Nevertheless, a specific technical hurdle does exist in the case of U-233. This is due to the small quantities of U-232 always mixed with U-233 and its associated strong gamma emitters (See section 8.1.2), which create a substantial difficulty in handling purified U-233 during weapon fabrication. In fact, after U-233 containing U-232 is processed, over a few years Th-228 ingrows to a nearly constant level, balanced by its own decay so that the gamma emissions increase and then stabilize. A 10 kg sphere of weapons grade U-233 (with U-232 as low as 5 ppm) could be expected to reach 0.11 mSv/hr at 1 metre after one month, 1.1 mSv/hr after one year, and 2 mSv/hr after two years. Because weapons are usually assembled and disassembled in unshielded glove-boxes, the build-up of the U-232 daughters would quickly create difficulties in complying with limits on the radiation exposure of workers. Terrorist groups, of course, may be less scrupulous about observing such limits.

To some extent, these radiation problems can be overcome by a ‘quick’ processing of U-233 after its separation and/or by the use of appropriate remote handling equipment. Alternatively, it is possible to reduce the concentration of U-232 by taking advantage of the fact that only very energetic neutrons (E > 6 MeV) can bring about the (n,2n) nuclear reaction responsible for its production. According to the French CEA calculations, a concentration of U-232 as low as 5 ppm can be reached if thorium is irradiated in the blanket of a fast reactor where the number of high energy neutrons is relatively low.

The presence of gamma emitters in a U-233 device would be useful to the extent that they provide a radioactive ‘tag’, which can help in the detection and prevention of covert diversion attempts. Once a U-233 weapon is fully assembled, of course, the various neutron-absorbing materials surrounding the fissile core such as neutron reflectors, would reduce the level of external radiation although enough would still penetrate to provide a distinctive signature that can be used to detect and track the weapons from a distance.

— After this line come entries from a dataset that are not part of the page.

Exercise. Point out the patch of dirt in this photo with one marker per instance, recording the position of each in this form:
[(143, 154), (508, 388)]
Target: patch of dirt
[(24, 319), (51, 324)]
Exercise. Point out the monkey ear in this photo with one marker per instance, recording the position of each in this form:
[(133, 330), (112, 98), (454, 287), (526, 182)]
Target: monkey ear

Another deterrent to the diversion of U-233 for weapons usage may be obtained by its dilution with U-238. This may be easily performed by mixing thorium with natural or depleted uranium in the fresh fuel (this is the so-called ‘denatured thorium cycle’, mentioned above). However, this option would lead to plutonium production (through U-238) and, therefore, would also raise proliferation concerns (because plutonium can be separated chemically). Another option would be isotopic dilution, mixing U-233 with uranium (natural or depleted) in the course of reprocessing thorium fuel. This option would be ineffective with plutonium because, unlike uranium, all of its isotopes have sufficiently small bare-sphere critical masses to potentially permit their use in nuclear explosives. The drawback with isotopic mixing of U-238 and U-233 is that recycling of the latter would be much less attractive.

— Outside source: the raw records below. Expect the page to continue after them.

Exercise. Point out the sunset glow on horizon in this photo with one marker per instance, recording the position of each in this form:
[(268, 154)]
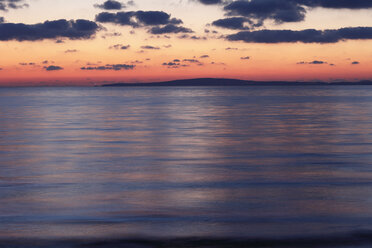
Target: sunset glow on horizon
[(65, 42)]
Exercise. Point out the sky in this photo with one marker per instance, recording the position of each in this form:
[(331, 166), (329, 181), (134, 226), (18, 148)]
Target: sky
[(91, 42)]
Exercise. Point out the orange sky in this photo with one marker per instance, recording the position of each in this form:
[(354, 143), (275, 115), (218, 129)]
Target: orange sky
[(266, 61)]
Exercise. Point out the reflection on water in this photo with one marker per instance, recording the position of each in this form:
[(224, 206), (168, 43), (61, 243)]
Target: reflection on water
[(185, 162)]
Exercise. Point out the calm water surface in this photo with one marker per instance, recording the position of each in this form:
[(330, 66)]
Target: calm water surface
[(185, 162)]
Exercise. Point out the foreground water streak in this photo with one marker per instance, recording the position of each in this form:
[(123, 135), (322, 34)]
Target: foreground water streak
[(245, 162)]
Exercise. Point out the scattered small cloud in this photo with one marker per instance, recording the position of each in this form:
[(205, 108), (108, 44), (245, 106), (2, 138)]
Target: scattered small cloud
[(150, 47), (111, 5), (71, 51), (112, 67), (120, 47), (53, 68)]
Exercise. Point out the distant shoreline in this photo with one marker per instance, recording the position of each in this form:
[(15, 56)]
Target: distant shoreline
[(229, 82)]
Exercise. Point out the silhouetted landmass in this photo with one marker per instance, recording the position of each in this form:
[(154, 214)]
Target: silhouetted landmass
[(230, 82)]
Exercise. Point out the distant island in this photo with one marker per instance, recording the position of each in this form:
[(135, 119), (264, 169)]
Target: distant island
[(230, 82)]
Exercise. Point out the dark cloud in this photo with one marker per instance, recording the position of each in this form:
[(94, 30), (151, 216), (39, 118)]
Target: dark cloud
[(192, 37), (5, 5), (315, 62), (79, 29), (174, 64), (233, 23), (113, 67), (304, 36), (25, 64), (191, 60), (111, 5), (210, 2), (170, 28), (257, 11), (150, 47), (53, 68), (159, 22), (120, 47), (71, 51), (137, 18)]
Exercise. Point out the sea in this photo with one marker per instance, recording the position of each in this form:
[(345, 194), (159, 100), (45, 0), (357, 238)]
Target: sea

Another potential difficulty in using U-233 to make a nuclear weapon results from the high alpha activity of U-232. Indeed because of (alpha, n) nuclear reactions on light element contaminants in the fissile material, neutron emissions would also occur. However, this process produces much fewer neutrons in uranium metal than spontaneous fission of Pu-240 contaminant in plutonium. Furthermore, a high degree of purification would allow the virtual elimination of this potentially disturbing neutron source.

To sum up, U-233 is clearly a material that can be used to make a nuclear weapon but several routes can be implemented to ‘denature’ this material easily enough. Thus, should a uranium-thorium cycle be developed, it would likely offer a degree of proliferation resistance equivalent to that of the LEU cycle, provided that uranium mixed with thorium is not used in conjunction with HEU (enrichment > 90%12).